There were one hundred and twenty-three of these torpedoes placed in Charleston Harbor and Stono River. It was blockaded by thirteen large ships and ironclads, with six or seven storeships, and some twenty other vessels. The position of each one was known, and they could be approached within a half-mile, which made it easy to attack, destroy, or disperse them at night by floating torpedoes, connected together by twos by a rope one hundred and thirty yards long, buoyed up and stretched across the current by two boats, which were to be dropped in ebbing tide, to float down among the vessels. This plan, says General Rains, was opposed by General Gilmer, of the engineer corps, on the ground that "they might float back and destroy our own boat." One was sent down to go in the midst of the fleet, and made its mark. An act of devoted daring was here performed by Commander W. T. Glassell, Confederate States Navy, which claims more than a passing notice. While the enemy was slowly contracting his lines around Charleston, his numerous ships of war kept watch-and-ward outside of the harbor.
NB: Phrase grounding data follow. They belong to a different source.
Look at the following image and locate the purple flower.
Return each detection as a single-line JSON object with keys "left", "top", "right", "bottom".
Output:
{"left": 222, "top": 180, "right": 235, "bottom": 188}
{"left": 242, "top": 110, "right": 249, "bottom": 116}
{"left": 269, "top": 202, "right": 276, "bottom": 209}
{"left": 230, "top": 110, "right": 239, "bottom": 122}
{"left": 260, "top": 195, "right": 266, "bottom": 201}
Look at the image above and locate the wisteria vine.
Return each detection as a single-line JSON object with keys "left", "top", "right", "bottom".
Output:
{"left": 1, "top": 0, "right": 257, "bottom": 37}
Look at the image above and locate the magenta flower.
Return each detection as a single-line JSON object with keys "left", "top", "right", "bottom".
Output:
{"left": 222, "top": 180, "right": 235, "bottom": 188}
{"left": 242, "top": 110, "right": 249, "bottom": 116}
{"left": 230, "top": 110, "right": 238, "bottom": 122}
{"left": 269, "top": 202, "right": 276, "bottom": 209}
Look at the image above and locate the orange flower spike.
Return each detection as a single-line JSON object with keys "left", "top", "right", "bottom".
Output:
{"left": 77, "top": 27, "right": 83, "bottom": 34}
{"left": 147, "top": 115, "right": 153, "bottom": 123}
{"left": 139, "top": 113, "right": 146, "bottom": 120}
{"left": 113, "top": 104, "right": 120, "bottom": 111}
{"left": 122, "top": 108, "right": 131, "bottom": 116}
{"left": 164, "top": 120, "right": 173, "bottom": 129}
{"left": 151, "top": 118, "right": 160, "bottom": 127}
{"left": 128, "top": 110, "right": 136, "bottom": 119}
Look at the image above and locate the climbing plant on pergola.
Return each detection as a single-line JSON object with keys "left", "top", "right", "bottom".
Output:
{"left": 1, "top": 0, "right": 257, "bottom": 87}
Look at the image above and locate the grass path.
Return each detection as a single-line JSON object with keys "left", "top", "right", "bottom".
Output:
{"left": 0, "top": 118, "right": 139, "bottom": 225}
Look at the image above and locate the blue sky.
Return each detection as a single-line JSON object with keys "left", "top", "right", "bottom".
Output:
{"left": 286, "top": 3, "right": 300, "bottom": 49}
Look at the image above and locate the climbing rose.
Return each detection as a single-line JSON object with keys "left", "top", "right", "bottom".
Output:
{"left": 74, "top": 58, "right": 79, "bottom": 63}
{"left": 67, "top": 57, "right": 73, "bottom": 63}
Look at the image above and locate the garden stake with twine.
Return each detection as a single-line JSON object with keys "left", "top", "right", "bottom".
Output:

Our few vessels, almost helpless by their defective engines, could effect little against their powerful opponents. The New Ironsides, the pride of their fleet, lay off Morris's Island. This Glassell resolved to attack with a steam-launch carrying a torpedo spar at the bow. With an engineer, pilot, and fireman, he steered for the Ironsides under cover of a hazy night. As he approached, he was hailed by the lookout, and the next moment struck the Ironsides, exploding the torpedo about fifteen feet from the keel. An immense volume of water was thrown up, covering the little boat, and, pieces of timber falling in the engine, it was rendered entirely unmanageable, so as to deprive Commander Glassell of the means of escape on which he had relied. A rapid fire was concentrated upon him from the deck of the ship, and there remained no chance except to attempt an escape by swimming ashore. To secure liberty to his country, he risked and lost his own, and found, for the indignity to which he was subjected, compensation, inasmuch as the famous New Ironsides was long rendered useless to the enemy.

One hundred and one torpedoes were planted in Roanoke River, North Carolina, after a flotilla of twelve vessels had started up to capture Fort Branch. The torpedoes destroyed six of the vessels and frustrated the attack.

Every avenue to the outworks or to the city of Mobile was guarded by submarine torpedoes, so that it was impossible for any vessel drawing three feet of water to get within effective cannon-range of the defenses. Two ironclads attempted to get near enough to Spanish Fort to take part in the bombardment. They both struck torpedoes, and went to the bottom on Apalachie bar; thenceforward the fleet made no further attempt to encounter the almost certain destruction which they saw awaited any vessel which might attempt to enter the torpedo-guarded waters. But many were sunk when least expecting it. Some went down long after the Confederate forces had evacuated Mobile. The Tecumseh was probably sunk, says Major-General D. H. Maury,[56] on her own torpedo. While steaming in lead of Farragut's fleet she carried a torpedo affixed to a spar, which projected some twenty feet from her bows; she proposed to use this torpedo against the Tennessee, our only formidable ship; but, while passing Fort Morgan, a shot from that fort cut away the stays by which the torpedo was secured; it then doubled under her, and, exploding fairly under the bottom of the ill-fated ship, she careened and sank instantly in ten fathoms of water. Only six or eight of her crew of a hundred or more were saved. The total number of vessels sunk by torpedoes in Mobile Bay was twelve, viz., three ironclads, two tinclads, and seven transports. Fifty-eight vessels were destroyed in Southern waters by torpedoes during the war; these included ironclads and others of no mean celebrity.

[Footnote 53: See "Annual Cyclopaedia," 1861, p. 536.]

[Footnote 54: "The Story of the Confederate Ship Virginia," by WilliamNorris, Colonel Signal Corps, Confederate Army.]

[Footnote 55: See "Torpedo Warfare," "North American Review,"September-October, 1878.]

[Footnote 56: Southern Historical Society Papers, January, 1877.]